The first matter, to consider is whether the overt acts by either of the accused fall within the limits of self-defence, or whether either of them fall within the description of the defence of provocation.


In relation to self-defence, one must have recourse to the provisions of the Code. An assault is defined by Section 245 of the Code, and Section 1 of the Code defines grievous bodily harm.


In regard to self-defence against an unprovocated assault, the conditions are laid down in Section 271, namely, that when a person is unlawfully assaulted and has not provoked the assault it is lawful for him to use such force to the assailant as is reasonably necessary to make effectual defence against the assault provided that the force used is not intended and is not such as is likely to cause death or grievous bodily harm. If the nature of the assault is such as to cause reasonable apprehension of death or grievous bodily harm and the person using force by way of defence believes on reasonable grounds that he cannot otherwise preserve the person defended from death or grievous bodily harm it is lawful for him to use any such force to the assailant as is necessary for defence even though such force may cause death or grievous bodily harm.


Now bearing in mind that the Village Constable, Enau, was the original assailant, it is necessary to consider whether the father and the son acted independently or in concert. In my view, the facts indicate that the situation arose suddenly, and that the two accused should not be treated as acting in concert.


The son Kaurupa, on seeing his father shot at with an arrow by Enau, fired his bow and arrow at Enau at a distance of some thirty feet. I think it may reasonably be said that he did it in self-defence of his father, and that his action was not unreasonable in the circumstances.


I therefore find the son, Kaurupa, not guilty because as I said I do not think they acted in concert, and he therefore should not be held responsible for the father's blow.


Now in regard to the father, it is quite plain that the defence of provocation is not available to him, because the use of the ten foot spear with the blade on it was likely to cause death or grievous bodily harm, and in fact it did cause bodily harm to Enau.
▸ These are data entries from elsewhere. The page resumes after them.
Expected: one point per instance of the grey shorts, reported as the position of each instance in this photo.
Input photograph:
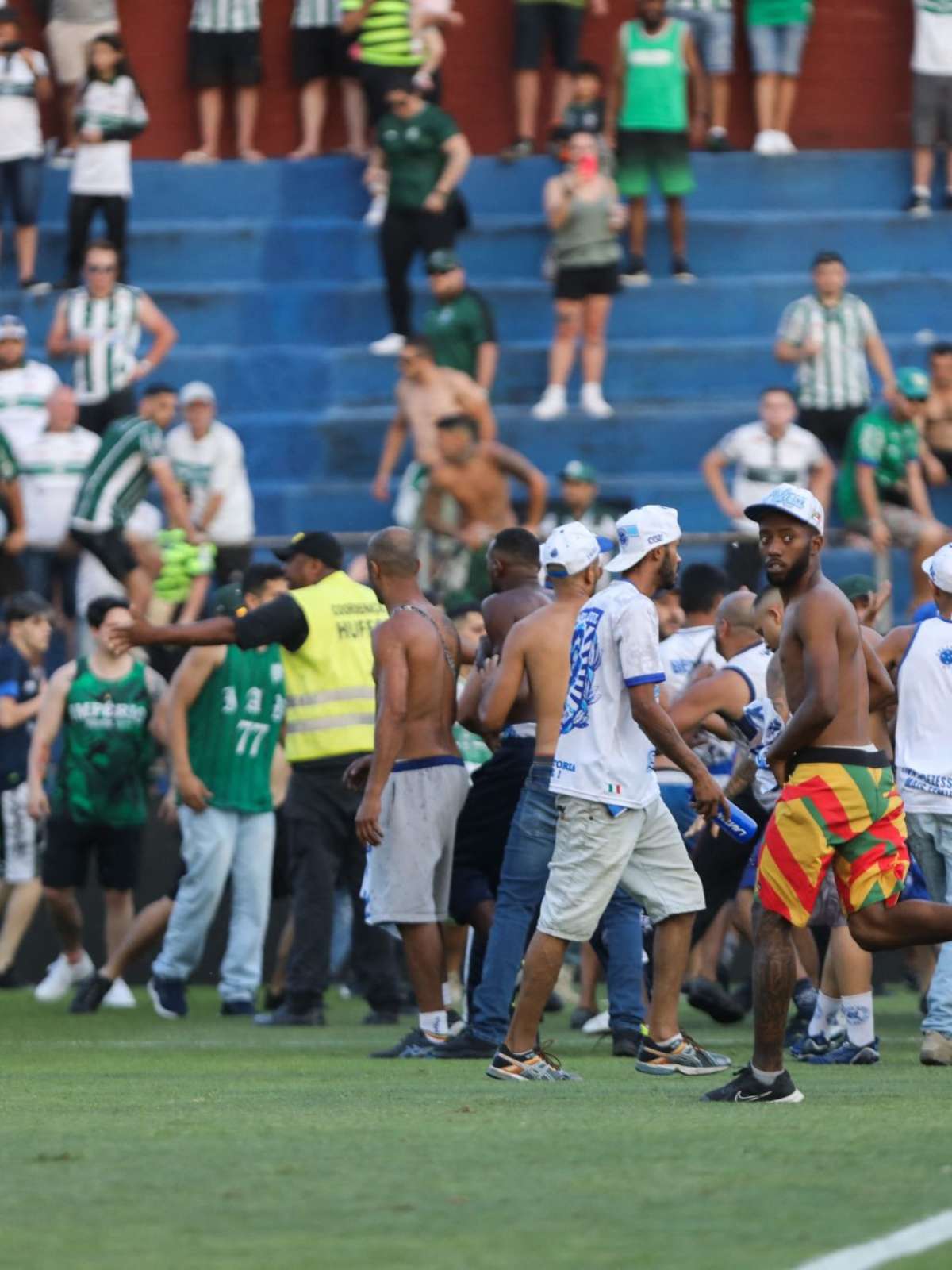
(641, 851)
(408, 874)
(932, 110)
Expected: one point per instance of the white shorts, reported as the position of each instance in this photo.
(594, 852)
(408, 874)
(21, 838)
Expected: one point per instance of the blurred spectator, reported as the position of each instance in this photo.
(537, 22)
(829, 336)
(712, 27)
(647, 105)
(424, 156)
(584, 215)
(460, 327)
(99, 325)
(579, 502)
(25, 387)
(225, 51)
(25, 82)
(777, 32)
(209, 460)
(51, 471)
(109, 114)
(321, 52)
(71, 25)
(932, 101)
(881, 492)
(763, 454)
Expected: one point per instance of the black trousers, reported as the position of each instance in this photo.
(83, 209)
(324, 851)
(401, 237)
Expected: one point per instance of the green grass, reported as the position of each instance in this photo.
(130, 1142)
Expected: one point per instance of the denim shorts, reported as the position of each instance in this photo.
(778, 50)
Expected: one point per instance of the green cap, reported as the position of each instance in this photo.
(913, 383)
(442, 260)
(857, 584)
(578, 469)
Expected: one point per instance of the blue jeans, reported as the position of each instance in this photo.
(522, 884)
(216, 845)
(931, 842)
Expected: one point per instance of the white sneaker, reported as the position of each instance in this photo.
(374, 214)
(391, 346)
(552, 404)
(593, 404)
(120, 996)
(597, 1026)
(61, 976)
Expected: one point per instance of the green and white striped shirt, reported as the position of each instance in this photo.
(118, 474)
(839, 375)
(112, 327)
(226, 16)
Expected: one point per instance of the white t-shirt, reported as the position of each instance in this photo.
(932, 44)
(51, 470)
(602, 753)
(215, 465)
(761, 463)
(23, 395)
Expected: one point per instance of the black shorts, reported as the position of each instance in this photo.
(578, 283)
(321, 52)
(217, 59)
(562, 23)
(111, 549)
(484, 823)
(69, 846)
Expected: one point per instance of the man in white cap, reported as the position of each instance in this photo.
(839, 804)
(923, 654)
(537, 651)
(209, 460)
(613, 827)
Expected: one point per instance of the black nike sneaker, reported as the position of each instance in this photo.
(746, 1087)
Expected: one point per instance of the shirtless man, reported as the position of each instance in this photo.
(416, 781)
(839, 803)
(537, 651)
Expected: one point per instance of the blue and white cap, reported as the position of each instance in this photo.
(793, 501)
(570, 549)
(641, 531)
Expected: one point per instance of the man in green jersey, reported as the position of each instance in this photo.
(131, 455)
(108, 709)
(881, 491)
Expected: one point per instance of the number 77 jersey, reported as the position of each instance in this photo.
(234, 725)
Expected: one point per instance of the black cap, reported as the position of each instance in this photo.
(315, 544)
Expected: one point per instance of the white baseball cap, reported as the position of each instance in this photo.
(641, 531)
(793, 501)
(570, 549)
(939, 568)
(197, 391)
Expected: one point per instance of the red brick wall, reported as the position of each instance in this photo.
(854, 90)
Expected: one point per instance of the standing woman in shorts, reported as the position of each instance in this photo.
(583, 210)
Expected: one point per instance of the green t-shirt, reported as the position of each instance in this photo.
(234, 725)
(879, 441)
(456, 329)
(414, 154)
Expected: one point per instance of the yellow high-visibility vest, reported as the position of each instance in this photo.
(329, 679)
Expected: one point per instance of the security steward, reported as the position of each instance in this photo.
(323, 625)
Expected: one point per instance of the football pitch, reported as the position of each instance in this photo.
(130, 1142)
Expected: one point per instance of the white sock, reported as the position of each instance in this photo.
(435, 1024)
(860, 1022)
(824, 1015)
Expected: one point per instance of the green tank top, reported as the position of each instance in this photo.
(234, 725)
(107, 749)
(655, 80)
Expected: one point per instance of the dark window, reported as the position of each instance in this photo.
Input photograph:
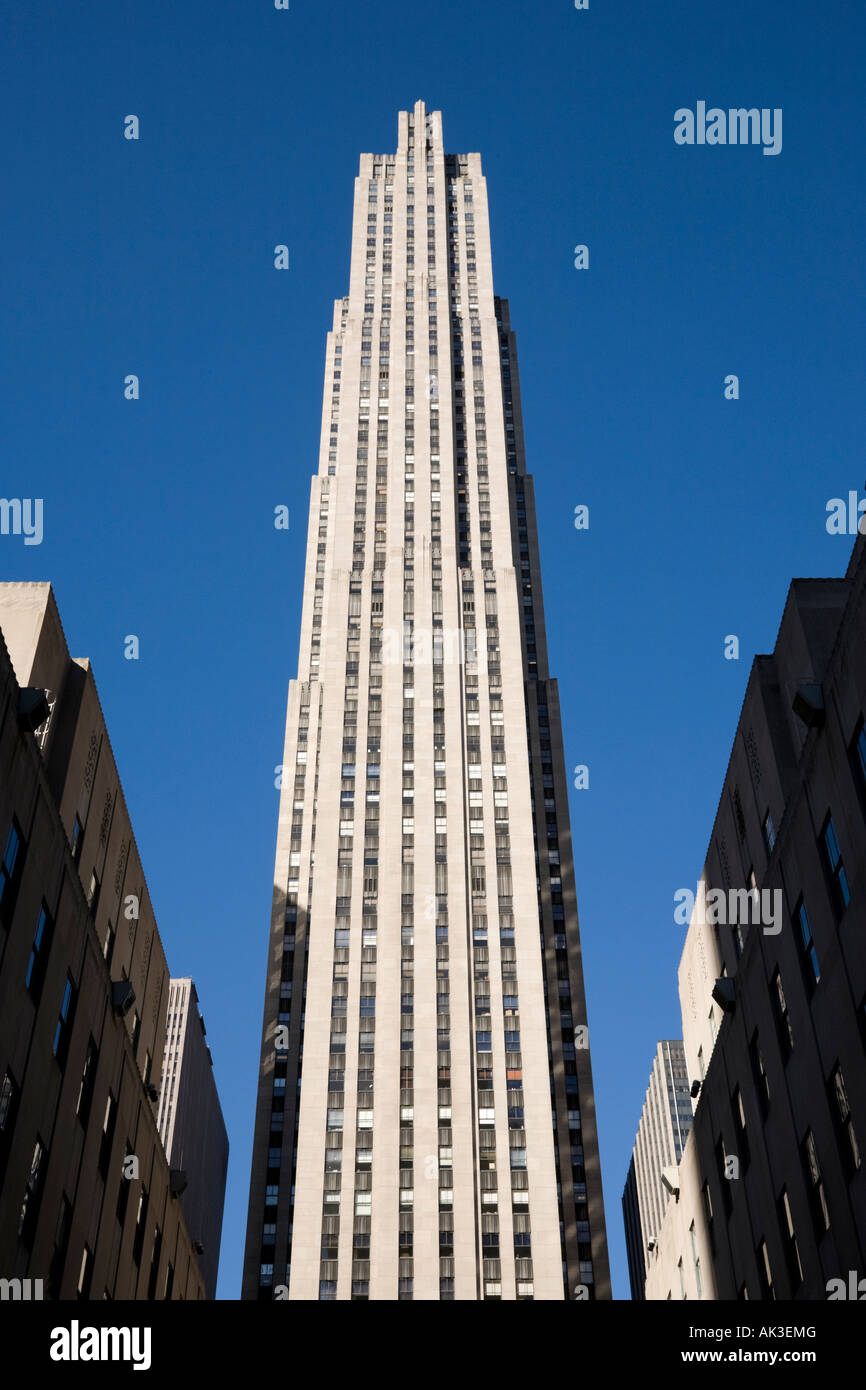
(78, 834)
(88, 1082)
(840, 891)
(858, 756)
(85, 1273)
(815, 1184)
(806, 945)
(10, 870)
(788, 1240)
(740, 1129)
(141, 1225)
(107, 1140)
(723, 1178)
(783, 1019)
(765, 1272)
(759, 1075)
(32, 1194)
(39, 954)
(61, 1244)
(64, 1023)
(154, 1262)
(844, 1122)
(10, 1094)
(123, 1193)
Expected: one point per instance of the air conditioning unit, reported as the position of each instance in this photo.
(123, 997)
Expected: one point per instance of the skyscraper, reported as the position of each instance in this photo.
(666, 1122)
(192, 1127)
(424, 1007)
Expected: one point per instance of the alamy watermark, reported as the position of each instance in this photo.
(731, 908)
(737, 125)
(21, 516)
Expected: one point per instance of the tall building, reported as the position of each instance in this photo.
(666, 1121)
(192, 1127)
(424, 1007)
(770, 1198)
(88, 1205)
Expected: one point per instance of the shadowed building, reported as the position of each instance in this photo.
(86, 1200)
(772, 1193)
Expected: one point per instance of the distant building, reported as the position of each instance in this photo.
(85, 1186)
(665, 1126)
(192, 1127)
(772, 1187)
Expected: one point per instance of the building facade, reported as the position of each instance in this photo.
(192, 1127)
(424, 1007)
(773, 977)
(665, 1126)
(86, 1201)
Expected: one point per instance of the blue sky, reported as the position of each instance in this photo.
(156, 257)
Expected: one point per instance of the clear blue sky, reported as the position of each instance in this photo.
(156, 257)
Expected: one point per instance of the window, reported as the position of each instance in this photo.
(858, 755)
(836, 870)
(844, 1122)
(765, 1272)
(788, 1239)
(85, 1273)
(141, 1225)
(740, 1129)
(806, 945)
(815, 1184)
(88, 1082)
(783, 1020)
(107, 1140)
(759, 1075)
(78, 834)
(10, 870)
(32, 1194)
(64, 1022)
(39, 954)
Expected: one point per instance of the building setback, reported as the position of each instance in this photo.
(772, 1187)
(662, 1133)
(413, 1154)
(85, 1187)
(192, 1127)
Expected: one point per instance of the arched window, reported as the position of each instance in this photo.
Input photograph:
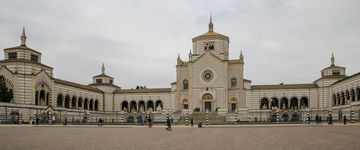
(185, 84)
(86, 104)
(59, 101)
(264, 103)
(207, 96)
(343, 98)
(91, 105)
(73, 102)
(294, 103)
(352, 95)
(96, 105)
(233, 83)
(233, 102)
(304, 103)
(80, 103)
(150, 105)
(274, 103)
(67, 101)
(284, 104)
(125, 106)
(185, 104)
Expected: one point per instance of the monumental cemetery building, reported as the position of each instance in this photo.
(207, 81)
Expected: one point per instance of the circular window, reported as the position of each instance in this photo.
(207, 75)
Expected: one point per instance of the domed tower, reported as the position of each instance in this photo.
(105, 83)
(217, 44)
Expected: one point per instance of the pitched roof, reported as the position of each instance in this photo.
(154, 90)
(103, 75)
(68, 83)
(22, 47)
(285, 86)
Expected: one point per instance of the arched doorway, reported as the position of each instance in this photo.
(96, 105)
(304, 103)
(233, 102)
(125, 106)
(86, 104)
(59, 100)
(67, 101)
(158, 105)
(150, 106)
(133, 107)
(80, 103)
(294, 103)
(264, 104)
(73, 102)
(274, 103)
(284, 104)
(142, 106)
(207, 98)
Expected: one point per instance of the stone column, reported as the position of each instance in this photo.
(76, 103)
It is true that Enau had unlawfully assaulted Amuna and that Amuna had not provoked that assault, but I cannot agree that in the situation in which the accused Amuna found himself, he could have thought that the only way to preserve himself from death or grievous bodily harm was to spear the Village Constable Enau, especially bearing in mind that Enau was speared in the back. Nor do I think, because of their distance apart, that he could have reasonably thought that his action was the only way to preserve his son from death or grievous bodily harm.


The whole affair is most unfortunate because, if the Village Constable had kept his temper and acted sensibly, the situation, which nearly ended fatally, could not have arisen.


The evidence satisfies me that Amuna speared Enau in the back unlawfully, thereby doing him grievous bodily harm. I therefore find him guilty as charged.